Lupe M. is a 6th grader and the youngest of 9 children. She loves art because “you can put all of your emotions and dreams into it. Art is the main way to express my own feelings and feel inspired in life.”
Lupe’s favorites are her jaguar and “passionate fingers” projects. “This jaguar adds something to my imagination because his polka dots are just like memories on him,” she explains. Her “passionate fingers” piece reminds her of tattooing that is common in her culture. “It helps me connect to the world. It represents peace and the sign language of love.”
Right now, Lupe’s working on a paper collage. “I feel like Picasso,” she exclaims. “Picasso makes shapes into faces, and helps you see things you wouldn’t see and makes things that I didn’t know. It’s so fantastic!” Her dream is to become a pediatrician. “When I become my dream,” she says, “I want to show kids how to paint so that they can put their art on the wall and feel better.”
Harmony Hayes, a 6th grade teacher and self-described reading and math specialist, appreciates that CSMA’s instructors bring artistic talents and perspectives to Costaño. “Art gives students who are academically challenged another way to excel and feel good about themselves.” Even students who have classroom attention issues “are fully engaged with what’s going on in art class.
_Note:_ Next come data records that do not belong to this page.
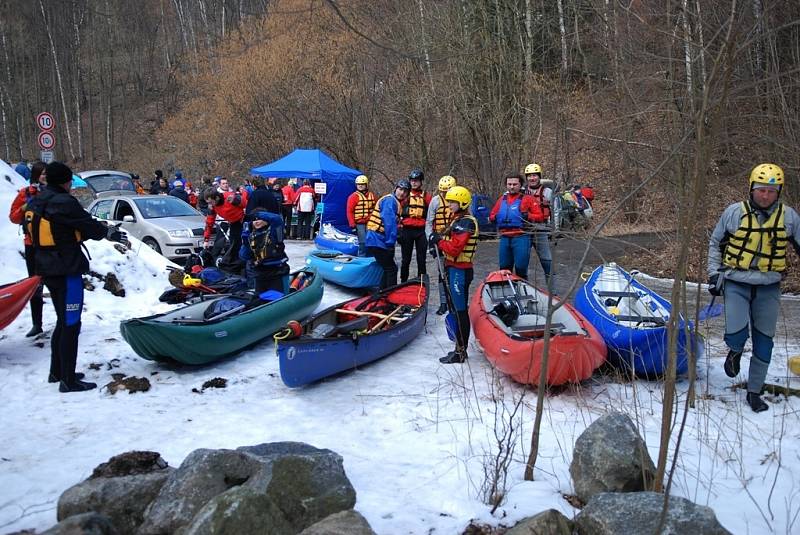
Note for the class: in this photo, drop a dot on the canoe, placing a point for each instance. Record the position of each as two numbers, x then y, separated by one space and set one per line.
353 333
632 320
345 270
329 237
190 335
14 296
508 316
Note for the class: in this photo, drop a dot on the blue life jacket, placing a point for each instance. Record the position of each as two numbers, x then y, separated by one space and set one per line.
509 215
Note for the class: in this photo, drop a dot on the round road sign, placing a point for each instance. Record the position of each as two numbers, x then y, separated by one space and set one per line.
47 140
45 121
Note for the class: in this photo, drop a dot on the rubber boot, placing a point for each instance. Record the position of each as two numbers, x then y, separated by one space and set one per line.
733 363
756 403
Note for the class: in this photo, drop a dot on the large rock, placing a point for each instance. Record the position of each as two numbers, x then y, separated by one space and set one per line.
343 523
610 456
280 487
638 513
83 524
550 522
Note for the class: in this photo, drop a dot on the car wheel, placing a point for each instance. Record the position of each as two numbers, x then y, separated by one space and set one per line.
153 244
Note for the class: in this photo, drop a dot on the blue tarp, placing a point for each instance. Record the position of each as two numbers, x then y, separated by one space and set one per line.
317 166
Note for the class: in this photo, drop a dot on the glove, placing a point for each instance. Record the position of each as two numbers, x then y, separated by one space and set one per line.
714 287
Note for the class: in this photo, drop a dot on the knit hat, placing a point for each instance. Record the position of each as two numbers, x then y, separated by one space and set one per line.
58 173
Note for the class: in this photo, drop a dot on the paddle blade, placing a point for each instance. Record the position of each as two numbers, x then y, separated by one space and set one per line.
711 311
451 325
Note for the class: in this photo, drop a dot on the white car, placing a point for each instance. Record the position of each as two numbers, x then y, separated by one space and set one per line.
166 224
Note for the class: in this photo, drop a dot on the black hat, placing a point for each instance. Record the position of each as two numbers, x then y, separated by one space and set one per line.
58 173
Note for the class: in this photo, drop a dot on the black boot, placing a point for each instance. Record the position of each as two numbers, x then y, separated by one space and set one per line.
76 386
454 357
756 403
732 363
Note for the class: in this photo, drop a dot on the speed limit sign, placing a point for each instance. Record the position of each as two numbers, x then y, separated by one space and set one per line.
45 121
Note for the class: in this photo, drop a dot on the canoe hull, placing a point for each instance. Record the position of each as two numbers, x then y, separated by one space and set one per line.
198 344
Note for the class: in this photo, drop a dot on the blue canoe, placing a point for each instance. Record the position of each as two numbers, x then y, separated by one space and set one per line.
345 270
632 319
353 333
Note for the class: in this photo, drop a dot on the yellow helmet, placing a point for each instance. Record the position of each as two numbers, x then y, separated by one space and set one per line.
532 168
459 194
446 182
767 173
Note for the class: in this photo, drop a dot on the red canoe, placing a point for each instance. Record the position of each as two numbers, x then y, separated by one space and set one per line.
508 319
13 298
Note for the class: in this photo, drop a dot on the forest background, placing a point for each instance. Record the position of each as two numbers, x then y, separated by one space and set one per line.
663 106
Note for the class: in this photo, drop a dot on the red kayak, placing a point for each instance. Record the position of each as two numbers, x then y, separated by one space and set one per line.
508 318
13 298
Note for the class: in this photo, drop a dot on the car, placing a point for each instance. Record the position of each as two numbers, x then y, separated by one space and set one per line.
166 224
90 185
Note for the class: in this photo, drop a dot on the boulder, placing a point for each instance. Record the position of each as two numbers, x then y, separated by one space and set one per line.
638 513
550 522
123 500
83 524
343 523
610 456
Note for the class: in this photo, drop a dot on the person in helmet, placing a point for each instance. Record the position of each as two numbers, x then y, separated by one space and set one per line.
382 231
458 244
512 212
359 207
412 228
543 196
746 262
438 220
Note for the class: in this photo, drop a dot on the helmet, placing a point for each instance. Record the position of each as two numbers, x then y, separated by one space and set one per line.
446 182
766 173
416 174
532 168
459 194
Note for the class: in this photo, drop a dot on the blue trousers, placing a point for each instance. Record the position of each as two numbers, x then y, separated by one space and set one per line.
515 254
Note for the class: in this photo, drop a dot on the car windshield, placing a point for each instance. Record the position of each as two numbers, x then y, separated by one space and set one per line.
156 206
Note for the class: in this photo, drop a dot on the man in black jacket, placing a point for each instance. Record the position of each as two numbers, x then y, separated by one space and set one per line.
58 225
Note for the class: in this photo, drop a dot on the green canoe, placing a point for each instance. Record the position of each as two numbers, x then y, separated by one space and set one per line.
189 336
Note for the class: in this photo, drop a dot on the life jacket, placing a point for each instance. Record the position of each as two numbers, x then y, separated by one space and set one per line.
364 207
375 222
538 196
415 208
509 215
460 225
40 229
764 242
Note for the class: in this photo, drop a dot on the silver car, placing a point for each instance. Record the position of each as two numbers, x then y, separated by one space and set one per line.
166 224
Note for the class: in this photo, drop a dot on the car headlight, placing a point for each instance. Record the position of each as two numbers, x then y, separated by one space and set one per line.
185 233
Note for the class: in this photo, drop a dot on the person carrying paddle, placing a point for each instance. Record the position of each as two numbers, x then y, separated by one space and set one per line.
746 262
438 220
382 231
359 207
512 212
458 244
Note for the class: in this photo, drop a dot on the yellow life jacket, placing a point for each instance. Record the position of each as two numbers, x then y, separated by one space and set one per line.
442 216
466 254
375 222
363 209
765 243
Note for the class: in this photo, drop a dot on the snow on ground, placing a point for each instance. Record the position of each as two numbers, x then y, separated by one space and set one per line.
417 437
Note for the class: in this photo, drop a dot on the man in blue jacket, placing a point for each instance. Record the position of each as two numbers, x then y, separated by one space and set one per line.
382 231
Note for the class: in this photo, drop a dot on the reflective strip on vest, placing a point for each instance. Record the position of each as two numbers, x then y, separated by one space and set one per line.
466 254
375 222
364 207
758 246
442 216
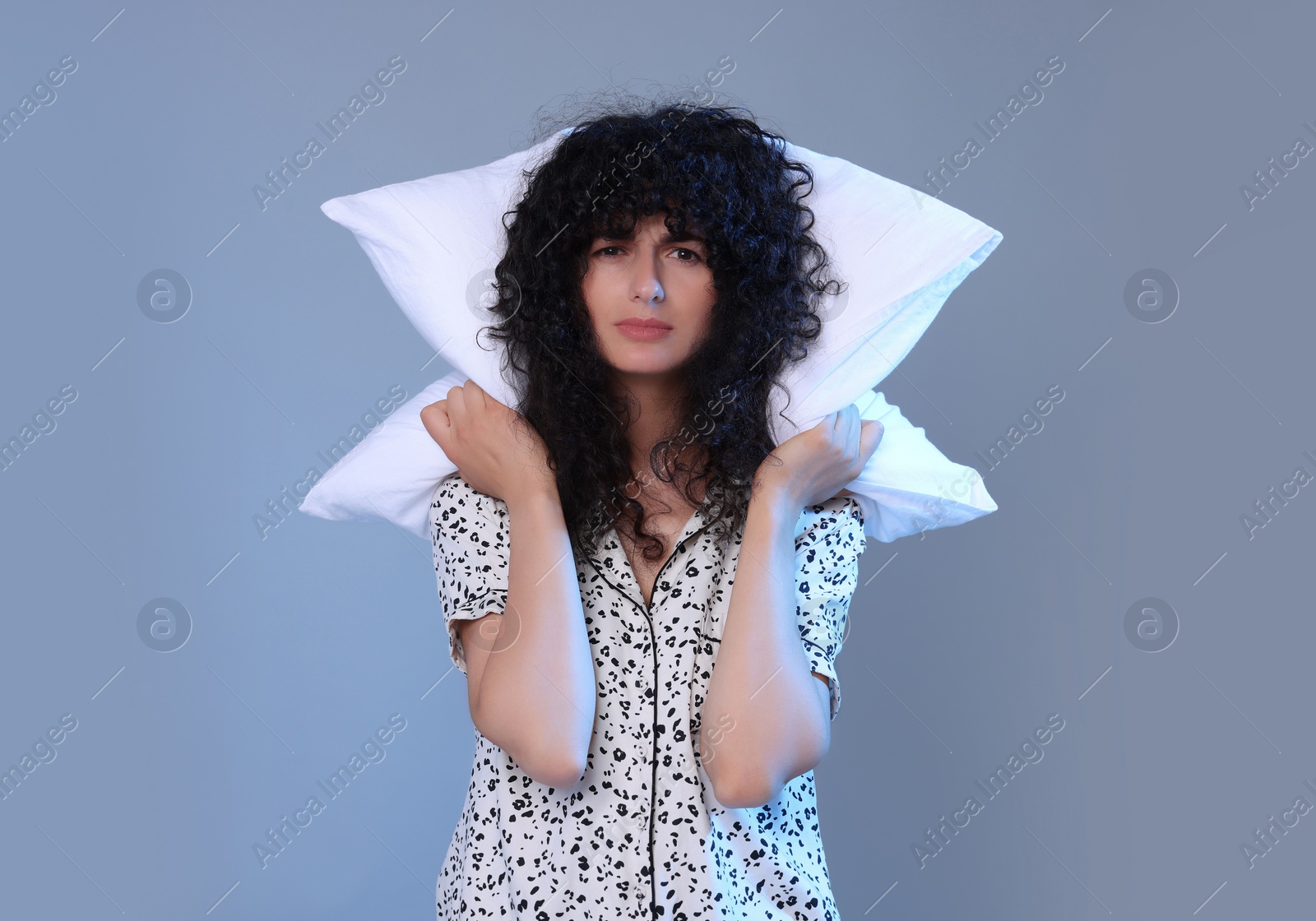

That’s phenomenal!”
“It’s really sad that art’s the first thing to go when the budget gets cut,” Mrs. Hayes continues. “Colleges want you to have that background, and other students get it. Our students don’t go to museums, art shows and things like that. The art classes help them to become culturally aware. And it’s not just the art; it’s the information that comes from it. Our students wouldn’t get this otherwise.”